MECHANICALLY RESISTANT, BIODEGRADABLE PVA/CA DRESSINGS FUNCTIONALIZED WITH LL37 PEPTIDE REDUCE MICROBIAL BURDEN
3rd International Conference on BIOMATERIALS, CELLULAR AND TISSUE ENGINEERING
June 19-20, 2019 | Dublin, Ireland
Helena P Felgueiras
University of Minho, Portugal
Posters & Accepted Abstracts : Mater Sci Nanotechnol
Typically, acute wound healing is a well-organized process that evolves in a predictable amount of time. Chronic wounds (CW) result from gradual tissue degradation, and are characterized by defective cell matrix, high bacteria counts, prolonged inflammation and moisture imbalance.

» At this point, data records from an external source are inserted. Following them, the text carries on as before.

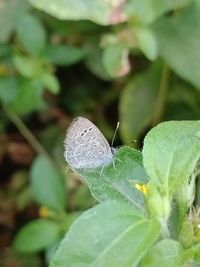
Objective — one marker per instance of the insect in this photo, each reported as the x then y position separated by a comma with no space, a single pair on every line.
85,145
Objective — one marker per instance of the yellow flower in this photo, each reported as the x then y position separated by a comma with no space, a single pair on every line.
43,212
142,188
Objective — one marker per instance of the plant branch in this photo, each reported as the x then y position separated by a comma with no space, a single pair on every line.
162,93
26,133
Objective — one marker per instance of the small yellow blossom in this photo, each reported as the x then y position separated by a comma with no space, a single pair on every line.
142,187
43,212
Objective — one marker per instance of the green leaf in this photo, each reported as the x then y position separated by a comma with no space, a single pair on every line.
100,11
28,89
137,103
165,253
64,55
10,11
181,54
31,33
109,184
47,184
149,10
147,42
8,89
94,61
51,83
36,235
27,66
115,60
172,140
110,234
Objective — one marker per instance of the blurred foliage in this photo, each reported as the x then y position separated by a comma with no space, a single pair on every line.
136,61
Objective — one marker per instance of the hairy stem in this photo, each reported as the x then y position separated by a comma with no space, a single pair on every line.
162,93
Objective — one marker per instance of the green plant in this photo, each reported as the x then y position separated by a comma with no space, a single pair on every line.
156,225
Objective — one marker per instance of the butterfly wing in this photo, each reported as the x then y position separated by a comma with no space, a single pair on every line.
85,146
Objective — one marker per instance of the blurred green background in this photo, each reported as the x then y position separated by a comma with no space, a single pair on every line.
133,61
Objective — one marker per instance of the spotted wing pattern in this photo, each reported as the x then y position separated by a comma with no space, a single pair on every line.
85,146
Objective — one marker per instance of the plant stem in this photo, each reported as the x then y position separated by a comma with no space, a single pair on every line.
26,133
161,95
164,229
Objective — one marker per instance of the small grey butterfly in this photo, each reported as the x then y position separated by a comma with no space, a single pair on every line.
85,145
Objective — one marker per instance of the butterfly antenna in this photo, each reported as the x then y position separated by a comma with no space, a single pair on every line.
116,129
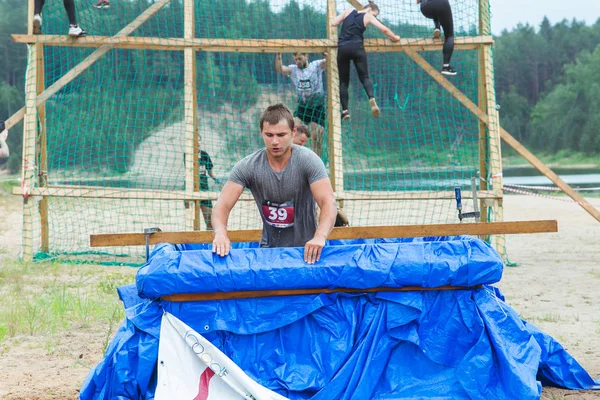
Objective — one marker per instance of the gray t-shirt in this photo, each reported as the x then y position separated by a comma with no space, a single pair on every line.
284,199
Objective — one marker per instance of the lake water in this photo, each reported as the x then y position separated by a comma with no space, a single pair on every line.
404,180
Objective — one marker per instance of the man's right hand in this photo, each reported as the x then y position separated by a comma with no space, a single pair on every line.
221,244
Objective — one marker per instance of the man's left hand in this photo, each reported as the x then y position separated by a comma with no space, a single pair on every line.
313,248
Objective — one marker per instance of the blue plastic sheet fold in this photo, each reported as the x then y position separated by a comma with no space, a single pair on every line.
450,344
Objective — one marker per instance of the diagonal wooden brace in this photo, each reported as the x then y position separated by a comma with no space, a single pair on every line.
87,62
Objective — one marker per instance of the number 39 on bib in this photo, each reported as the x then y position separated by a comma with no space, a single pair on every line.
278,215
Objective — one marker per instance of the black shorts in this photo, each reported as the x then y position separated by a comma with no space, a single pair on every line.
206,203
312,111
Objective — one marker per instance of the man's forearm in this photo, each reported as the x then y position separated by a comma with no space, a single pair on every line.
326,220
219,221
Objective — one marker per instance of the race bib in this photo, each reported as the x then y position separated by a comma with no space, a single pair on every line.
278,215
305,87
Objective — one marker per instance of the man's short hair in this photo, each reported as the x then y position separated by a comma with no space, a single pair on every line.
373,7
275,114
302,129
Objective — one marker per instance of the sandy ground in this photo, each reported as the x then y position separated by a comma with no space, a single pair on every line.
555,286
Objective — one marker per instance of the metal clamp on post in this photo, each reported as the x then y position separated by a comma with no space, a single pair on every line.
147,233
475,214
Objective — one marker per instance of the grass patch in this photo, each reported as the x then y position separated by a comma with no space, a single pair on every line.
48,299
594,274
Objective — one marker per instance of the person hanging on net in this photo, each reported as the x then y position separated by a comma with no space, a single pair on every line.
351,49
302,135
441,14
205,169
308,80
285,180
4,151
74,29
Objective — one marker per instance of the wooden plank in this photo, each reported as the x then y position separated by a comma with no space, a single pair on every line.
364,232
543,168
42,149
249,45
28,173
482,104
445,83
87,62
30,14
149,194
190,118
255,294
334,134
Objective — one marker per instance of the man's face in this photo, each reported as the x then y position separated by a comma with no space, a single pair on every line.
300,139
301,60
278,138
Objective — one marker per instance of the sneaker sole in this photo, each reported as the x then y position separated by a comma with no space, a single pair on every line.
375,111
37,27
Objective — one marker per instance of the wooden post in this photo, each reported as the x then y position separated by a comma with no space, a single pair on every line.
87,62
548,173
191,122
42,148
490,160
29,139
336,163
482,103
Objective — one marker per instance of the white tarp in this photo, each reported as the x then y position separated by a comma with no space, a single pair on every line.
190,367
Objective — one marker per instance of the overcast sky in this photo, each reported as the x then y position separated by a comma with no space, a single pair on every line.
506,14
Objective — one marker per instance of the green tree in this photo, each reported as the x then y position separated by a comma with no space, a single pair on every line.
566,117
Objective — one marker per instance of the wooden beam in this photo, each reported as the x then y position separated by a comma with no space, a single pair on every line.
93,192
482,104
546,171
255,294
509,139
42,150
192,185
249,45
87,62
28,171
364,232
334,134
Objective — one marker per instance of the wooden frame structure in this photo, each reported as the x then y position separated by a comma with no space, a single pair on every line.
34,138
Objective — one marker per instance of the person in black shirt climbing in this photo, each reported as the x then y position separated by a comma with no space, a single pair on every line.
350,48
441,14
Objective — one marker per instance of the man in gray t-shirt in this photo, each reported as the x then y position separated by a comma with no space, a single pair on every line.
286,181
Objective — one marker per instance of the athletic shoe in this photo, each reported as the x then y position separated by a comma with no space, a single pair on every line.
76,31
102,4
374,109
448,70
37,24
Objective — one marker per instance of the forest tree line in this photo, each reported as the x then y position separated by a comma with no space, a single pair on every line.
547,76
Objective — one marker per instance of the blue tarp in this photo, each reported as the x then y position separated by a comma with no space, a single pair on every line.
453,344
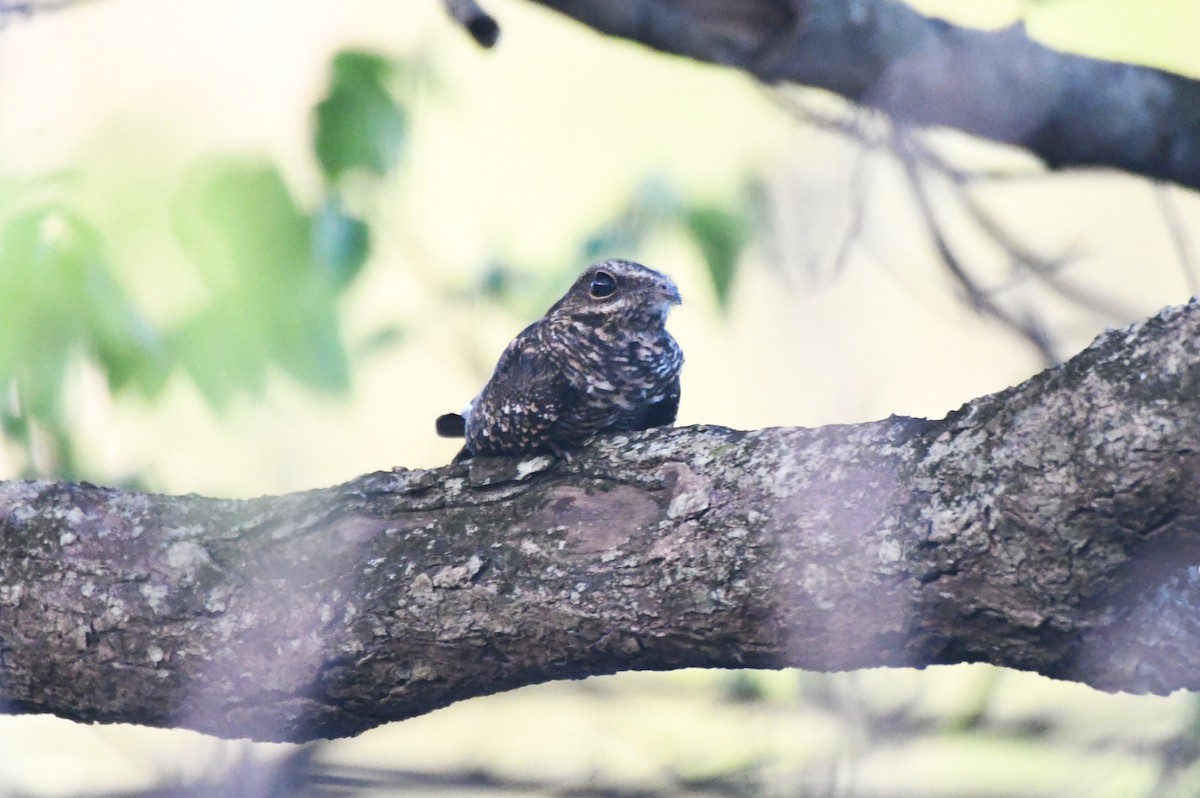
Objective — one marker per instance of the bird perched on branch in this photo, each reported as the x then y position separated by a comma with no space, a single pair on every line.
599,360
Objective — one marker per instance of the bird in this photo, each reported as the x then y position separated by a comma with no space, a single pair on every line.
599,360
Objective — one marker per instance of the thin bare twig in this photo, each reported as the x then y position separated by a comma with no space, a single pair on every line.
1029,328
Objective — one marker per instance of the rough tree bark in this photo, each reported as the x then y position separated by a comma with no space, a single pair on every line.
1050,527
1067,109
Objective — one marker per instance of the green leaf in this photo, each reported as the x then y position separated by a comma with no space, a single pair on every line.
341,243
720,237
63,300
359,125
274,276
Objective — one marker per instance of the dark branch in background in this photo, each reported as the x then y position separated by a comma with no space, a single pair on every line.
481,27
1051,527
1068,111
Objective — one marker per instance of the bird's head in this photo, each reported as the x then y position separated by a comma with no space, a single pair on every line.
619,291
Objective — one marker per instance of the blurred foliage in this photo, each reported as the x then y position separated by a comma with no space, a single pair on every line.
359,125
273,273
719,229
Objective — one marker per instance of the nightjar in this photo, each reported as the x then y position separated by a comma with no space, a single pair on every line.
599,360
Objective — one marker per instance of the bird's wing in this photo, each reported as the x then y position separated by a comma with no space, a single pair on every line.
522,400
451,425
663,413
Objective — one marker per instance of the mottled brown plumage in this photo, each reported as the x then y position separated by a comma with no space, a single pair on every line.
599,360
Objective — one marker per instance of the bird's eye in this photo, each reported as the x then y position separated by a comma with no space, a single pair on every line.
603,285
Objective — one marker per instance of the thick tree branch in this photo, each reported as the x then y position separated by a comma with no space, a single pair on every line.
1051,527
1067,109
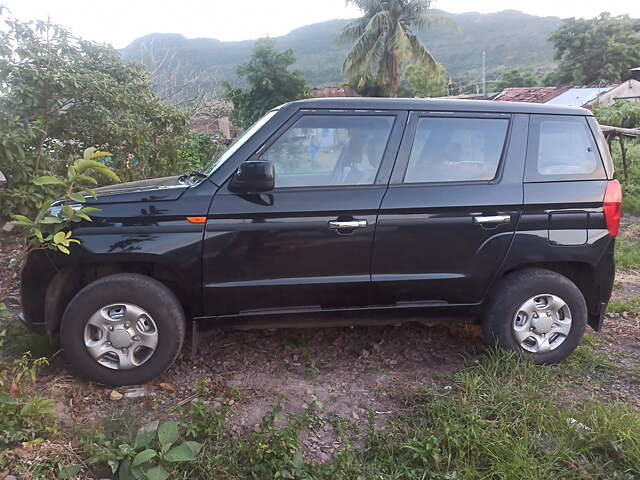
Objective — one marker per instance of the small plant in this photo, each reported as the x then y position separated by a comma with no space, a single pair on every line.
50,229
153,449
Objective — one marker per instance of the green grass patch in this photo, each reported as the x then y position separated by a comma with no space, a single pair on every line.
626,305
20,340
503,418
627,254
631,188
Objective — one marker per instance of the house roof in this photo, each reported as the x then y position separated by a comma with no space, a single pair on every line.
579,96
330,92
530,94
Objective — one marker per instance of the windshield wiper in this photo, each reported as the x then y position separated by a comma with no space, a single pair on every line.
196,173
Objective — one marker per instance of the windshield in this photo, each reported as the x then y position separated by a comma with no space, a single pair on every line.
237,143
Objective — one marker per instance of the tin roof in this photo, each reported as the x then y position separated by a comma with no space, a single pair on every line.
530,94
331,92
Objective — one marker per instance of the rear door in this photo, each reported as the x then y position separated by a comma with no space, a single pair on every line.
307,244
451,209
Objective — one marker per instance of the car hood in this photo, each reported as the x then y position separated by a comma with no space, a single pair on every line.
155,189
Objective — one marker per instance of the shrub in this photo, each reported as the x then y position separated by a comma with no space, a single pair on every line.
60,94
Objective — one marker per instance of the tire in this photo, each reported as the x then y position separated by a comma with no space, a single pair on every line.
108,302
538,287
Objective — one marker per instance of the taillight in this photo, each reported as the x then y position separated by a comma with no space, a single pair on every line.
613,207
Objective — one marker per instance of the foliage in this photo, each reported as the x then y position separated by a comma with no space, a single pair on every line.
50,227
385,40
58,94
426,81
630,189
622,113
199,150
515,78
24,417
150,454
270,83
596,51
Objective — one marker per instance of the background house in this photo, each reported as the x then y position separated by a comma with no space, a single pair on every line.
578,96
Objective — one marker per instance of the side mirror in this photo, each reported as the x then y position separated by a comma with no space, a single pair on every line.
255,176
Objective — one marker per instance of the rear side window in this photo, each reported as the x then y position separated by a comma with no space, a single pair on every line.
456,149
562,148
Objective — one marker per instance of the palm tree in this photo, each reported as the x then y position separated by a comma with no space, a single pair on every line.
385,39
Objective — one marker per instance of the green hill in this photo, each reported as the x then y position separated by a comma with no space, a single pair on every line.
511,39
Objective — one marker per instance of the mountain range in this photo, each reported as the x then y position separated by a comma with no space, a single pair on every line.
511,39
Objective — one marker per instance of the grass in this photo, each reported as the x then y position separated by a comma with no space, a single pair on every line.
631,189
625,305
504,418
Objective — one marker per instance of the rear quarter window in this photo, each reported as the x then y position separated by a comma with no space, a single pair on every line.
562,148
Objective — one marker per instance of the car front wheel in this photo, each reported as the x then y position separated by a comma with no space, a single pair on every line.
123,329
538,313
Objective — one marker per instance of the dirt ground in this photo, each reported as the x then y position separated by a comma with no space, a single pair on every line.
348,371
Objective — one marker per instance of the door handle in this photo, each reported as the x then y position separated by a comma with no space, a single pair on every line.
347,224
492,219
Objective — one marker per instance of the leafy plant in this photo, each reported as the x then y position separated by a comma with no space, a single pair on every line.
59,94
22,418
50,227
153,449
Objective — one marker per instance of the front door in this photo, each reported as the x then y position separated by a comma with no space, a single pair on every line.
451,209
307,244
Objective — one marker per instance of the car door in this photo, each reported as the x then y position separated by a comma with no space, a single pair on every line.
307,244
453,203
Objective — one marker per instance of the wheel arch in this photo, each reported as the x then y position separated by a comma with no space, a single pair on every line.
582,274
68,282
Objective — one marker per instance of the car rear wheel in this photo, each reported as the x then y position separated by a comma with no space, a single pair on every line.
537,313
123,329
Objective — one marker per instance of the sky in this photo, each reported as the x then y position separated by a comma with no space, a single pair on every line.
120,21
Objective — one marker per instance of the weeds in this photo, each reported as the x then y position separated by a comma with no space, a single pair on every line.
24,417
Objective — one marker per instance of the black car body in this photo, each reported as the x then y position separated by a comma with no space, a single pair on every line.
448,198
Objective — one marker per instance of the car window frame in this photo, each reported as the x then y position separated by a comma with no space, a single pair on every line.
388,157
402,164
531,173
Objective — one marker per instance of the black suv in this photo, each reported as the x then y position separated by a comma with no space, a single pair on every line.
345,211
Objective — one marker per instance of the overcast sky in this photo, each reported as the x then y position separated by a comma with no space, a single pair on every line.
120,21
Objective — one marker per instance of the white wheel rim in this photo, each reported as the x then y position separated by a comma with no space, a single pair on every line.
542,323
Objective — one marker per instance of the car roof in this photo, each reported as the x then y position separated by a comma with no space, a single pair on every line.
436,104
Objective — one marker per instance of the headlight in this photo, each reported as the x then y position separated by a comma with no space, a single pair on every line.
56,209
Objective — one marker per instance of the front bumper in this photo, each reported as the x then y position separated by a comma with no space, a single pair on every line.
36,327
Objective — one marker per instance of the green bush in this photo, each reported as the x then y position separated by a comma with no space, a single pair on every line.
24,417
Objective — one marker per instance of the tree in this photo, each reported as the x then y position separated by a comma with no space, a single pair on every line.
515,78
623,114
270,83
596,51
385,40
60,94
425,81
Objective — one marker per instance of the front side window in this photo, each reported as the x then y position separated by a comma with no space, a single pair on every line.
565,147
456,149
329,150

Antimicrobial dressings, that combine dressing and antibiotics, have been suggested as potential strategies to treat CW. However, the rising of antibiotic-resistant pathogens has turned these systems obsolete, revealing antimicrobial-peptides (AMPs), which display a broad spectrum of activity against pathogens and act rapidly at multiple sites within microbial cells, as viable alternatives. Methodology: In this work, poly(vinyl alcohol) (PVA) and cellulose-acetate (CA) were prepared via casting/phase-inversion method in the form of films. Different PVA/CA ratios were tested. Their mechanical, thermal and biodegradation profiles were followed. The films’ capacity to absorb exudates was also determined. Films were functionalized with LL37 peptide. This AMP is endowed with immunoregulatory abilities, with great potential for wound healing, and important antimicrobial features.